Our bodies appear, from the outside, to be solid masses that are slow to change but, just beneath the surface, the body's fluids are in constant motion. Blood moves at high velocity throughout the body within an interconnected and highly branched network of vessels (Figure 8.1). The human circulatory system is responsible for the movement of fluid, and therefore the vital nutrients contained in the fluid, throughout the body.

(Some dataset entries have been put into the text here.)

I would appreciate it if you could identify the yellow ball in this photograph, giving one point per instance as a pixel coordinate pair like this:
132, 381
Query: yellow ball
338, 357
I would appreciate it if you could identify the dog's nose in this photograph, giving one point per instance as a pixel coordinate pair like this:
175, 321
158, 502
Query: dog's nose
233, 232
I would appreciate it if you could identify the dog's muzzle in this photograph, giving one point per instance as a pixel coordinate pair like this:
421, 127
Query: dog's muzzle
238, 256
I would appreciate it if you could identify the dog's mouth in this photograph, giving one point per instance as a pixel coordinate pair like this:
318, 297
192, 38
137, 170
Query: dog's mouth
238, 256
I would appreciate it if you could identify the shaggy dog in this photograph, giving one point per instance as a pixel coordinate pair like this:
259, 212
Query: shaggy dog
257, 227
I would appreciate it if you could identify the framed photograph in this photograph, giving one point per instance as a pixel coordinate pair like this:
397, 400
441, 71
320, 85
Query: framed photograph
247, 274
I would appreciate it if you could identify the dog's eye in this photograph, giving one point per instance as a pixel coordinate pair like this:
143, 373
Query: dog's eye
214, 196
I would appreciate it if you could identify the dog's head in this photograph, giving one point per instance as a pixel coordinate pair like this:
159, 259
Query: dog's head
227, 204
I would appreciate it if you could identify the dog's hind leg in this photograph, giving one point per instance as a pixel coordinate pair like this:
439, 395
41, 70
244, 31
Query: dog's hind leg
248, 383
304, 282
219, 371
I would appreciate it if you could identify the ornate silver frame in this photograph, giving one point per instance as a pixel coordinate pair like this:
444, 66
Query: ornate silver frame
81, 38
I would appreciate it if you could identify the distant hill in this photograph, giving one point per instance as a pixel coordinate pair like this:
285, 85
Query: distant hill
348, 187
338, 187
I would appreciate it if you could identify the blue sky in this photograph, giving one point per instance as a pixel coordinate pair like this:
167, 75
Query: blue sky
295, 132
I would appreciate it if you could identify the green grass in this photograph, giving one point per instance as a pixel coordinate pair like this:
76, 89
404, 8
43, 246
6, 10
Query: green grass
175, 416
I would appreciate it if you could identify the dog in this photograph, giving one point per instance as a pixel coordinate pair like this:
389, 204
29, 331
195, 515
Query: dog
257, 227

The purpose of the circulatory system is a familiar one to engineers and bakers; it provides mixing, and good mixing is an essential element of many successful enterprises. Cakes are made from flour, eggs, sugar, and milk (among other things); your birthday will be ruined (or at least a bit tarnished) if the chef does not mix these ingredients well. But why must humans be mixed? Mixing exposes cells throughout the body to oxygen and other nutrients, while simultaneously providing a pathway for removal of waste products. It is the circulatory system that enables us to grow large, so that we have inner regions that are separated from the atmospheric oxygen that all cells need for energy (Figure 8.2).

Circulation of fluids is the function of the cardiovascular system. The human cardiovascular system is composed of three separate organs: The heart serves as a pump, the vasculature serves as the plumbing, and the blood is the circulated fluid. Failure in any of these organs can result in failure of the system, so diseases of the cardiovascular system have grave consequences.

Biomedical engineers have made contributions to almost every area of cardiovascular health, including construction of artificial hearts and heart valves (see Chapter 15), understanding of the flow properties of blood, and mathematical modeling of the microcirculation. In fact, some of the most important work in understanding the special blood vessels that develop in tumors has been done by biomedical engineers (Figure 8.3).